Is a local man funding a bloody tribal war?

Gai Bol Thong, a South Sudanese refugee living in Seattle, recently raised $45,000 to send to his war-torn homeland. The New York Times reported last week that the money may have been used to fund genocide, and quoted Thong as saying his tribesmen plan to "kill everybody" in a rival clan. But in an interview with Seattle Weekly, Thong tried to clarify his statements, and claimed his goal is peace.

The Times' Jeffrey Gettleman painted a bleak picture of the world's newest country in his report, describing a massacre in the village of Pibor, near a United Nations compound. The paper's East Africa bureau chief witnessed a trail of corpses that "stretches for miles into the bush," including, "a whole family—man, woman, two children—all facedown in the swamp grass, executed together."

The cause of the violence is said to be longstanding tensions between two ethnic groups, the Nuer and the Murle. Both the South Sudanese government and UN peacekeepers have failed to intervene in the clashes, and "heavily armed militias the size of small armies are now marching on villages and towns with impunity, sometimes with blatantly genocidal intent."

A public statement issued by the Nuer tribe threatened to "wipe out the entire Murle tribe on the face of the earth." A co-author of that statement is Thong, a 40-year-old native of South Sudan who came to Seattle in 1995 after spending several years in refugee camps in Kenya and Ethiopia.

According to the Times, Thong raised $45,000 to finance a Nuer militia known as the White Army. "We kill everybody," he coldly vowed. "We are tired of them [the Murle.]"

Reached by phone, though, Thong sought to clarify those genocidal-sounding remarks. He says the Nuer warriors are not a militia, but bands of child soldiers bent on avenging previous Murle atrocities. "Last year they killed 640 people at one time, in one night in two villages," Thong says of the Murle. "They kill the young people, the adults, they take the cattle and burn down the village at night and run away. The government of South Sudan [has] never done nothing, they never provide security, the United Nations never do nothing.

"That's the reason they take revenge," Thong continues. "They go to Murle village and attack it, they kill some people, not a lot of people. They go to fight Murle warriors, not to kill the children or the old ladies."

Thong is a leader of the group Nuer Youth in North America and a prominent member of Seattle's sizable South Sudanese community. He says that the tribal feuds that have plunged his native country into chaos are virtually nonexistent in his adopted city, and members of the Nuer, Murle, Dinka, and other tribes "live here peacefully."

As for the $45,000, he says it took more than a year to cobble together from donors across the United States and Canada. The funds, he says, were not gathered to pay for war, but because the South Sudan government is still in its infancy (the country was officially recognized in July) and cannot provide basic services "if we have a national incident or emergency."
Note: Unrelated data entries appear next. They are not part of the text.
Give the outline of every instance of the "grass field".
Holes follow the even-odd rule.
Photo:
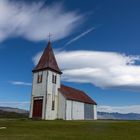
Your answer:
[[[140,140],[140,121],[0,119],[0,140]]]

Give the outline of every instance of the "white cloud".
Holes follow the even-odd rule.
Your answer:
[[[42,52],[33,61],[37,64]],[[101,51],[56,51],[62,80],[92,83],[101,88],[140,90],[140,56]]]
[[[140,105],[129,105],[129,106],[107,106],[101,105],[97,108],[100,112],[118,112],[122,114],[126,113],[138,113],[140,114]]]
[[[62,39],[78,27],[82,17],[66,11],[60,3],[45,6],[41,2],[0,0],[0,41],[16,36],[41,41],[49,32],[53,40]]]
[[[30,105],[30,102],[28,101],[6,101],[6,102],[2,102],[0,101],[0,107],[13,107],[13,108],[21,108],[21,109],[27,109],[29,110],[29,105]]]
[[[12,85],[19,85],[19,86],[31,86],[32,83],[26,83],[26,82],[21,82],[21,81],[10,81]]]
[[[75,38],[73,38],[73,39],[71,39],[70,41],[68,41],[68,42],[65,44],[65,46],[67,46],[67,45],[69,45],[69,44],[71,44],[71,43],[77,41],[78,39],[84,37],[85,35],[87,35],[87,34],[90,33],[91,31],[93,31],[94,29],[95,29],[95,28],[92,27],[92,28],[86,30],[85,32],[81,33],[80,35],[78,35],[78,36],[76,36]]]

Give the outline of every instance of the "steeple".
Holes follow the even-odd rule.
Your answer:
[[[33,69],[32,72],[37,72],[37,71],[46,70],[46,69],[49,69],[49,70],[55,71],[59,74],[62,74],[62,72],[59,69],[58,64],[56,62],[50,41],[48,42],[48,45],[45,48],[37,66],[35,67],[35,69]]]

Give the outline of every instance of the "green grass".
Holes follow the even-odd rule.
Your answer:
[[[0,140],[140,140],[140,121],[0,119]]]

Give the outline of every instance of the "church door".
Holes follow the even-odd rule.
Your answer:
[[[42,118],[42,105],[43,105],[43,99],[34,100],[33,118],[36,118],[36,119]]]

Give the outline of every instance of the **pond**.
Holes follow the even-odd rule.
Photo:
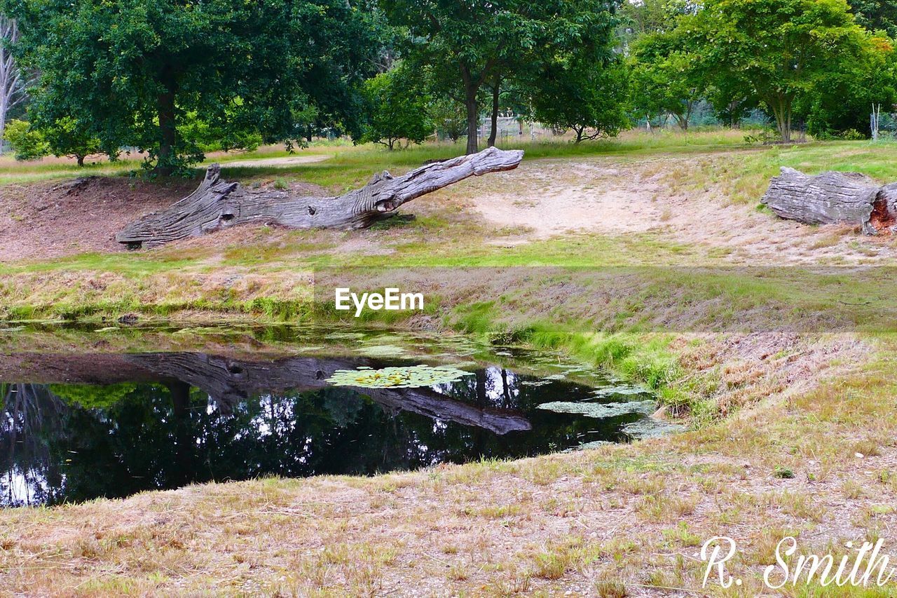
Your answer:
[[[0,506],[374,474],[674,431],[642,388],[463,338],[0,329]]]

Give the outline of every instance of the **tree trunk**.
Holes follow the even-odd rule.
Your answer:
[[[174,107],[175,83],[170,75],[163,76],[162,80],[165,89],[156,99],[160,136],[155,171],[162,176],[170,176],[173,171],[175,144],[178,141]]]
[[[476,101],[476,92],[479,86],[474,82],[470,69],[461,66],[461,78],[464,81],[464,105],[467,109],[467,155],[480,151],[477,140],[477,129],[480,127],[480,110]]]
[[[495,138],[499,135],[499,100],[501,95],[501,78],[495,77],[492,85],[492,128],[489,133],[489,146],[495,147]]]
[[[365,228],[393,215],[404,203],[471,176],[514,170],[520,150],[490,147],[479,154],[426,164],[400,177],[374,175],[365,187],[335,198],[297,197],[289,191],[248,189],[221,179],[209,166],[205,179],[170,207],[143,216],[116,240],[132,249],[155,247],[237,224],[271,224],[288,228]]]
[[[857,172],[808,176],[782,167],[760,201],[782,218],[807,224],[856,224],[867,234],[897,228],[897,183],[881,187]]]

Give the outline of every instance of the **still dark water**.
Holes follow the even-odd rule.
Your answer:
[[[536,373],[531,354],[512,349],[459,362],[457,351],[409,358],[376,343],[349,355],[13,354],[0,369],[0,506],[414,470],[669,431],[648,418],[649,394],[600,373],[550,359],[553,369]],[[368,356],[390,352],[398,356]],[[328,382],[339,370],[422,363],[465,374],[414,388]]]

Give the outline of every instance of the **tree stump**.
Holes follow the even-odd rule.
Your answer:
[[[760,201],[782,218],[855,224],[867,234],[893,233],[897,224],[897,183],[882,187],[858,172],[809,176],[783,166]]]
[[[519,150],[490,147],[422,166],[394,177],[374,175],[365,187],[331,198],[297,197],[276,189],[248,189],[221,179],[209,166],[199,188],[170,207],[144,215],[116,235],[131,249],[149,248],[253,223],[288,228],[365,228],[388,217],[404,203],[468,177],[510,171],[523,160]]]

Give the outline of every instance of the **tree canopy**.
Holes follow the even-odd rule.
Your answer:
[[[790,141],[796,102],[833,65],[862,52],[868,33],[843,0],[708,0],[681,22],[718,88],[755,96]]]
[[[383,0],[408,35],[403,50],[432,70],[440,89],[464,103],[467,153],[478,149],[480,93],[563,52],[604,52],[616,0]],[[495,102],[497,104],[497,101]],[[493,113],[497,110],[493,105]]]
[[[224,137],[300,138],[303,113],[357,130],[375,13],[346,0],[4,0],[17,50],[40,73],[31,119],[76,123],[116,156],[135,146],[169,173],[201,149],[185,115]]]

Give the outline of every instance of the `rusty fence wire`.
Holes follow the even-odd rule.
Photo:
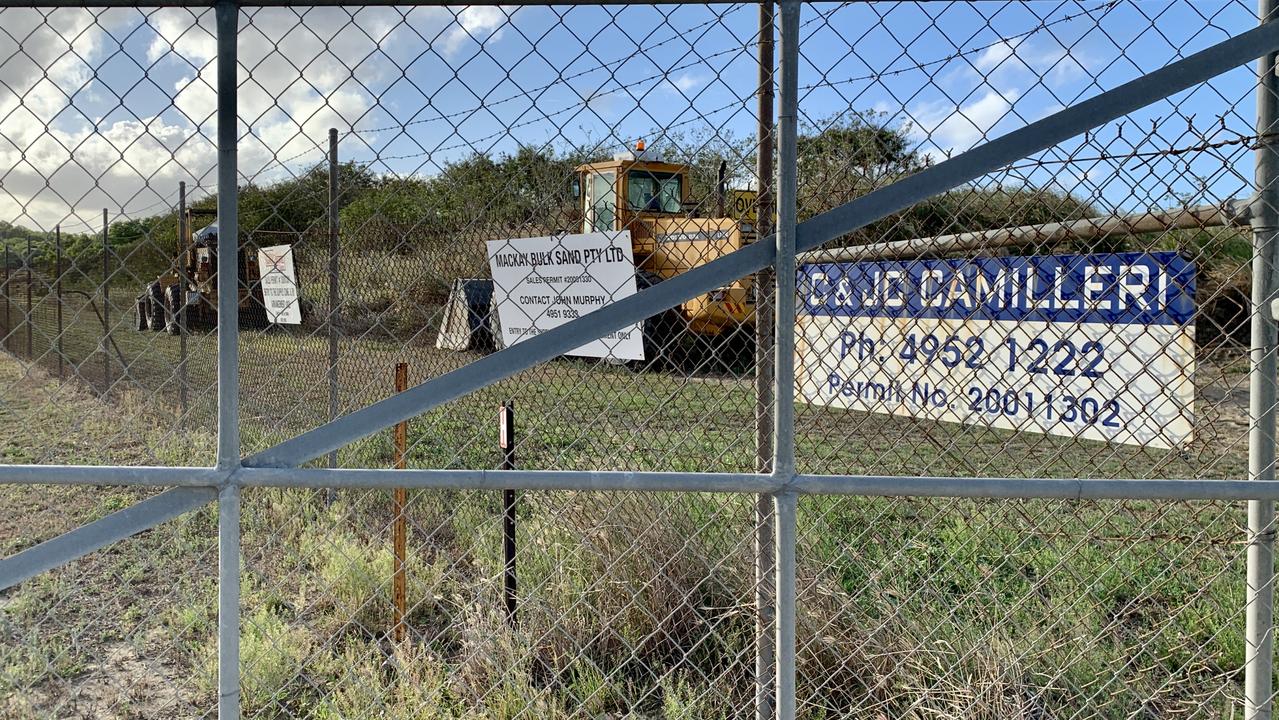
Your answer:
[[[1269,717],[1269,0],[114,5],[0,8],[0,716]]]

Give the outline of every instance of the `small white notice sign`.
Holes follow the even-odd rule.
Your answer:
[[[298,276],[293,269],[293,246],[258,249],[257,270],[262,281],[266,318],[278,325],[302,325]]]
[[[489,240],[492,302],[505,344],[559,327],[636,293],[631,233],[587,233]],[[565,354],[643,359],[634,324]]]

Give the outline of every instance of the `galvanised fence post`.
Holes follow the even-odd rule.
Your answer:
[[[239,448],[239,197],[237,31],[239,6],[219,0],[217,15],[217,468],[235,471]],[[240,492],[223,486],[217,504],[217,717],[238,720]]]
[[[774,297],[774,448],[773,476],[783,485],[774,496],[776,514],[776,707],[779,720],[796,716],[796,514],[797,497],[787,487],[796,477],[796,145],[799,120],[799,3],[781,8],[781,59],[778,113],[778,229]]]
[[[760,192],[756,196],[755,233],[757,239],[773,233],[773,73],[774,63],[774,6],[773,3],[760,3],[758,37],[758,96],[757,130],[758,152],[756,160],[756,179]],[[755,274],[755,472],[773,472],[773,272],[769,269]],[[773,601],[774,575],[774,535],[773,497],[758,495],[755,499],[755,717],[773,720],[773,680],[776,675],[776,648],[774,648],[773,622],[776,607]]]
[[[1274,20],[1275,0],[1260,0],[1262,24]],[[1275,54],[1257,61],[1256,207],[1252,212],[1252,347],[1248,377],[1248,478],[1275,480],[1276,269],[1279,269],[1279,82]],[[1247,638],[1244,720],[1270,720],[1274,665],[1274,503],[1248,501]]]

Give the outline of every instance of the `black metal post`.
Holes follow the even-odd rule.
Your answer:
[[[27,359],[35,359],[36,349],[32,344],[31,326],[32,322],[32,307],[31,307],[31,238],[27,238],[27,254],[22,258],[22,265],[27,267],[27,315],[24,320],[27,321]]]
[[[508,400],[498,411],[498,446],[501,448],[501,469],[515,469],[515,403]],[[515,491],[501,491],[501,554],[503,597],[506,600],[506,622],[515,625]]]
[[[329,334],[329,421],[338,418],[338,128],[329,128],[329,313],[325,330]],[[329,467],[338,467],[338,451],[329,453]],[[329,489],[325,497],[330,504],[338,491]]]
[[[9,244],[4,246],[4,336],[0,336],[0,343],[5,348],[9,347],[9,324],[13,316],[9,308]]]
[[[178,426],[187,422],[187,260],[191,252],[191,217],[187,215],[187,182],[178,183]]]
[[[111,391],[111,225],[102,208],[102,394]]]
[[[63,352],[63,226],[54,228],[54,288],[58,293],[58,379],[67,375],[67,354]]]

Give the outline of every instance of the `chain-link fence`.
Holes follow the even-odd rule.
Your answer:
[[[0,716],[1269,717],[1269,0],[116,5],[0,9]]]

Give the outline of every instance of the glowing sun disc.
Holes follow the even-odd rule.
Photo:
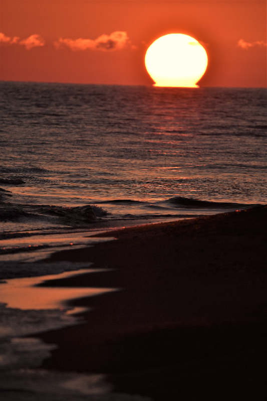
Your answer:
[[[182,34],[170,34],[155,41],[147,49],[145,63],[154,86],[198,88],[196,85],[208,63],[199,42]]]

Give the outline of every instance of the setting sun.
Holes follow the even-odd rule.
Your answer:
[[[193,38],[171,34],[157,39],[145,58],[146,69],[154,86],[198,88],[208,59],[203,46]]]

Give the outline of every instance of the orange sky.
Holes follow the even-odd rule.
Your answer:
[[[147,49],[183,33],[208,54],[200,86],[266,86],[264,0],[0,0],[0,13],[2,80],[150,85]]]

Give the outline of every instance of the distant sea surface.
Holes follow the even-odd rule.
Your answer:
[[[91,269],[46,259],[106,241],[98,231],[266,204],[265,91],[2,82],[0,93],[1,393],[48,401],[51,388],[59,401],[66,385],[107,401],[103,375],[29,369],[55,348],[38,333],[81,321],[70,299],[115,289],[36,287]]]
[[[264,89],[2,82],[0,91],[2,233],[266,203]]]

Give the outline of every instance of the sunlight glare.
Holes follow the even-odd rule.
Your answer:
[[[208,58],[206,51],[193,38],[171,34],[157,39],[145,57],[147,71],[154,86],[198,88],[196,83],[204,74]]]

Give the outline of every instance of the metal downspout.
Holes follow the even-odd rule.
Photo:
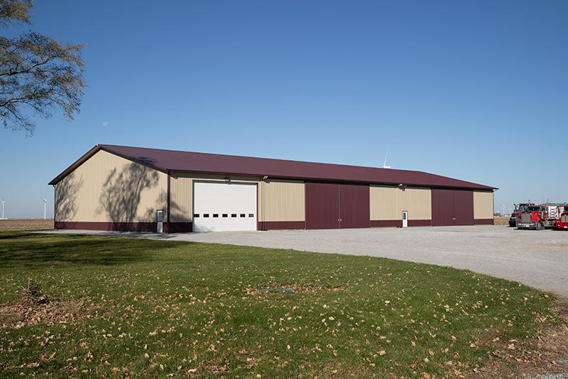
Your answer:
[[[167,220],[168,220],[168,233],[172,233],[171,229],[170,228],[170,182],[171,180],[171,171],[168,171],[168,194],[167,194],[167,202],[168,202],[168,213],[167,213]]]

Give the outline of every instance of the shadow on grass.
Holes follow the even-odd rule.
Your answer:
[[[93,235],[0,233],[2,268],[116,265],[155,260],[165,250],[187,242]]]

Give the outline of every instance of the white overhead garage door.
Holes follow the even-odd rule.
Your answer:
[[[193,182],[193,231],[256,230],[256,185]]]

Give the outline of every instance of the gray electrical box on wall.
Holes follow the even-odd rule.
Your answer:
[[[158,233],[164,233],[164,211],[158,209],[155,213],[156,232]]]

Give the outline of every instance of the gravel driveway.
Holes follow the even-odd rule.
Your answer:
[[[198,241],[383,257],[467,269],[568,298],[568,232],[476,225],[168,235]]]
[[[568,231],[476,225],[179,234],[44,233],[105,234],[383,257],[467,269],[568,299]]]

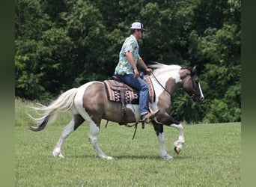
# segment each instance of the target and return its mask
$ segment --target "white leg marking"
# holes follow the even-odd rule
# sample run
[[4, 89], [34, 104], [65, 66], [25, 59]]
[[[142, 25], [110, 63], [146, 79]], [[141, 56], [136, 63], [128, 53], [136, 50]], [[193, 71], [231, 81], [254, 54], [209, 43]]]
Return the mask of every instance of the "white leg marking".
[[160, 145], [160, 156], [166, 160], [173, 159], [173, 157], [167, 153], [165, 145], [165, 135], [164, 133], [160, 133], [157, 136], [158, 141]]
[[113, 159], [112, 157], [106, 156], [103, 151], [100, 147], [100, 145], [98, 144], [98, 137], [100, 133], [100, 128], [97, 126], [97, 125], [91, 121], [90, 123], [90, 134], [89, 134], [89, 141], [92, 146], [94, 147], [96, 153], [98, 154], [98, 156], [102, 158], [107, 160], [112, 160]]
[[174, 147], [177, 147], [181, 150], [183, 144], [185, 143], [184, 134], [183, 134], [183, 126], [181, 123], [171, 124], [171, 126], [175, 127], [179, 130], [179, 138], [177, 141], [175, 141], [174, 143]]
[[72, 119], [71, 121], [63, 129], [61, 135], [52, 151], [53, 156], [64, 158], [64, 156], [61, 153], [61, 146], [65, 139], [71, 134], [72, 132], [74, 131], [74, 123], [75, 121], [73, 119]]

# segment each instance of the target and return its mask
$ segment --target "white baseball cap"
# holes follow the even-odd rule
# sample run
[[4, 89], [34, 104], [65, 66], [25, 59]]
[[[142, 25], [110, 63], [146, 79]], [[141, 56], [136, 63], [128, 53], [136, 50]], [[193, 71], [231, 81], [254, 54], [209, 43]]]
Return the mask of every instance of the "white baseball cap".
[[141, 22], [133, 22], [132, 24], [131, 28], [146, 31], [143, 28], [143, 24]]

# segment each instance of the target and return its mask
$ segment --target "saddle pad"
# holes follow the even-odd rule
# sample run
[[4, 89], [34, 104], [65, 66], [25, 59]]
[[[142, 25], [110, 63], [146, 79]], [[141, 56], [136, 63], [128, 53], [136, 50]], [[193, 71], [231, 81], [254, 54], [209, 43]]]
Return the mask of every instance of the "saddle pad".
[[[147, 77], [144, 80], [147, 82], [149, 87], [150, 102], [154, 102], [156, 96], [151, 80], [149, 77]], [[103, 82], [109, 100], [121, 102], [121, 89], [125, 89], [125, 103], [138, 104], [138, 91], [131, 91], [130, 88], [128, 88], [126, 84], [115, 80], [106, 80]]]

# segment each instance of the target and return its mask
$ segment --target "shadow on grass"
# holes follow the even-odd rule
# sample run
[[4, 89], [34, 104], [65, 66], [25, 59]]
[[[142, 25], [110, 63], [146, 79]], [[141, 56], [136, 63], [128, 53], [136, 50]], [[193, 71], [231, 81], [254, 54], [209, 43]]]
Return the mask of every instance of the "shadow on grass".
[[[162, 158], [161, 158], [159, 156], [156, 156], [156, 155], [139, 155], [139, 156], [136, 156], [136, 155], [124, 155], [124, 156], [120, 156], [120, 155], [111, 155], [109, 156], [113, 157], [114, 159], [118, 159], [118, 160], [121, 160], [121, 159], [151, 159], [151, 160], [163, 160]], [[173, 159], [170, 159], [170, 160], [173, 160], [173, 159], [179, 159], [179, 160], [182, 160], [182, 159], [192, 159], [192, 157], [191, 156], [172, 156]], [[85, 158], [85, 159], [102, 159], [101, 158], [100, 158], [97, 155], [72, 155], [72, 156], [68, 156], [69, 158], [76, 158], [76, 159], [81, 159], [81, 158]], [[66, 158], [66, 156], [65, 156]]]

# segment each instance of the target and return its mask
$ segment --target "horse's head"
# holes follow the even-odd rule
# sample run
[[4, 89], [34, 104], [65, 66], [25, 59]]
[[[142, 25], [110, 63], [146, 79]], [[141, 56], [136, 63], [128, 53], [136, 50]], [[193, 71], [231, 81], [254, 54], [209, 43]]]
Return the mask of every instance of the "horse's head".
[[204, 94], [200, 86], [199, 79], [197, 75], [196, 66], [188, 68], [190, 72], [184, 78], [182, 87], [195, 102], [204, 100]]

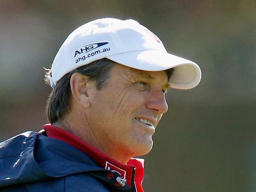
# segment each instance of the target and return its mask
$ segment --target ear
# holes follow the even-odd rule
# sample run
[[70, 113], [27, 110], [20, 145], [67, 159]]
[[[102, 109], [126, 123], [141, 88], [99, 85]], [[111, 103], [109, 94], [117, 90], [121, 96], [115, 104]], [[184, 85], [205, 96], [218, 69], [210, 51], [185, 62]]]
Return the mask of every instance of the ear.
[[88, 79], [80, 74], [74, 73], [70, 78], [70, 89], [74, 100], [84, 108], [91, 106], [88, 94]]

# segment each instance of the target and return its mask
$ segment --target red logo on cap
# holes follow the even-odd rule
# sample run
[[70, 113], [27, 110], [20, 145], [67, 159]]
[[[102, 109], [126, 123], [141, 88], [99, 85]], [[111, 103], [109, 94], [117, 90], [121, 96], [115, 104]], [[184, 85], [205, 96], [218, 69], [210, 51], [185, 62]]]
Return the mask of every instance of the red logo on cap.
[[126, 175], [126, 171], [120, 169], [115, 165], [106, 161], [106, 165], [105, 166], [105, 168], [110, 171], [111, 172], [117, 173], [119, 175], [125, 179], [125, 176]]
[[161, 41], [158, 37], [156, 36], [155, 33], [151, 31], [148, 29], [146, 28], [146, 30], [151, 35], [151, 36], [155, 40], [157, 41], [159, 43], [160, 43]]

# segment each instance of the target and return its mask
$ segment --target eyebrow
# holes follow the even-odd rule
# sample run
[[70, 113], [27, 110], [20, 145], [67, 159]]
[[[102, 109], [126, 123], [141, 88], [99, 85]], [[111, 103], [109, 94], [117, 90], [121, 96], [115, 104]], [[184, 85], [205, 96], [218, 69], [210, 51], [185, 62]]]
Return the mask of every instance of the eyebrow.
[[[147, 79], [153, 79], [154, 80], [155, 79], [155, 78], [153, 76], [150, 75], [149, 74], [145, 74], [144, 73], [140, 73], [139, 74], [138, 74], [137, 73], [136, 73], [135, 74], [134, 74], [135, 75], [132, 75], [132, 77], [133, 77], [134, 78], [146, 78]], [[167, 90], [170, 88], [170, 85], [169, 85], [169, 83], [167, 83], [163, 85], [163, 87], [166, 89], [166, 91], [167, 91]]]

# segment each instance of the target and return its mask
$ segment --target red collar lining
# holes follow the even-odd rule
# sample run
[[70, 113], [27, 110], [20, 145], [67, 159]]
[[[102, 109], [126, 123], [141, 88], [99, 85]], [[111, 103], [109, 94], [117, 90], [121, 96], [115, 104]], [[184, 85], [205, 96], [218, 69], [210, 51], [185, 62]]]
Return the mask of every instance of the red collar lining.
[[141, 184], [144, 176], [144, 159], [131, 158], [126, 165], [123, 164], [62, 129], [50, 124], [46, 124], [43, 127], [48, 137], [65, 142], [85, 153], [102, 168], [119, 172], [130, 186], [133, 166], [136, 167], [134, 181], [137, 191], [143, 192]]

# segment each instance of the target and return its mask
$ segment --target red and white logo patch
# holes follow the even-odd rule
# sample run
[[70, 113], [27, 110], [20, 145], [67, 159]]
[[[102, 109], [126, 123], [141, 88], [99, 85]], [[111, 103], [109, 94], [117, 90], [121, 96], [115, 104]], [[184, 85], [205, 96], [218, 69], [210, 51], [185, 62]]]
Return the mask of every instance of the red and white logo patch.
[[113, 164], [108, 162], [108, 161], [106, 161], [106, 165], [105, 166], [105, 168], [111, 172], [117, 173], [123, 178], [125, 179], [126, 171], [120, 169]]

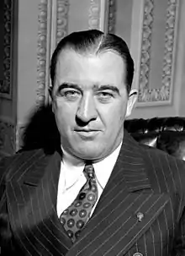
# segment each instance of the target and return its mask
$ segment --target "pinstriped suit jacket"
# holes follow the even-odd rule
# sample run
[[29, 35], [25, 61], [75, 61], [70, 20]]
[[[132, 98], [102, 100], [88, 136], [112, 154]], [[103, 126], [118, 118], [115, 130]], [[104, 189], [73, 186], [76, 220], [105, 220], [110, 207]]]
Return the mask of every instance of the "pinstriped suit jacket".
[[56, 215], [60, 154], [36, 150], [5, 159], [0, 171], [2, 253], [185, 255], [184, 164], [140, 145], [124, 132], [95, 211], [72, 244]]

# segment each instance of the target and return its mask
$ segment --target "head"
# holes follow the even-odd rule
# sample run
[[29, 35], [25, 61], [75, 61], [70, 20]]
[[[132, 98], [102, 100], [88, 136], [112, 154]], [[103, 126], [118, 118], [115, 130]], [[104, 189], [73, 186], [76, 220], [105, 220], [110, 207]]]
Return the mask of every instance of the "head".
[[124, 136], [124, 121], [136, 100], [134, 62], [124, 40], [98, 30], [72, 33], [56, 48], [50, 96], [62, 147], [98, 161]]

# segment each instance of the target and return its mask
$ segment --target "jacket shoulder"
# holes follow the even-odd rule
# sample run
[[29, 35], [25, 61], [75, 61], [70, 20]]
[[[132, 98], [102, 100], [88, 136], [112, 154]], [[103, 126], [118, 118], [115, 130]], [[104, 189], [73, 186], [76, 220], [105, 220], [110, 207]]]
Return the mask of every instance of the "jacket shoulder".
[[45, 156], [42, 149], [20, 151], [11, 156], [6, 156], [0, 161], [0, 185], [11, 180], [22, 167], [33, 165]]

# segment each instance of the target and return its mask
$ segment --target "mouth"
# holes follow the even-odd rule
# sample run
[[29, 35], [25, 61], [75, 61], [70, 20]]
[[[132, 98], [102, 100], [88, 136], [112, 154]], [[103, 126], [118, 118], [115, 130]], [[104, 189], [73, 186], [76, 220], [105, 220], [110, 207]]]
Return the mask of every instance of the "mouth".
[[76, 132], [82, 138], [89, 138], [89, 139], [94, 138], [99, 133], [98, 130], [87, 130], [87, 129], [76, 130]]

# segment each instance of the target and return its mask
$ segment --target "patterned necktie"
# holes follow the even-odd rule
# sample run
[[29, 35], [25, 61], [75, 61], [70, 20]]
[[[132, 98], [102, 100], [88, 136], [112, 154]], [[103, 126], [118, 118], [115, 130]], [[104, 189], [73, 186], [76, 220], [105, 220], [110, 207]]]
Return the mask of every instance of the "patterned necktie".
[[92, 165], [86, 165], [83, 173], [87, 178], [74, 202], [60, 216], [60, 221], [74, 242], [88, 221], [98, 199], [98, 187]]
Thong blames the horrific violence described in the Times on the weak government, and tries to rationalize the barbarities by claiming his clansmen in Africa have no choice but to defend themselves. "If we say 'They kill everybody,' it doesn't mean children," Thong says. "What we meant when we said 'We'll kill everybody' is 'We'll protect our territory.' "

He adds that he recently conferred with Murle leaders in Seattle and discussed ways to halt the bloodshed. "We're working to do something else so we can live peacefully," Thong says. "Fighting doesn't make any sense."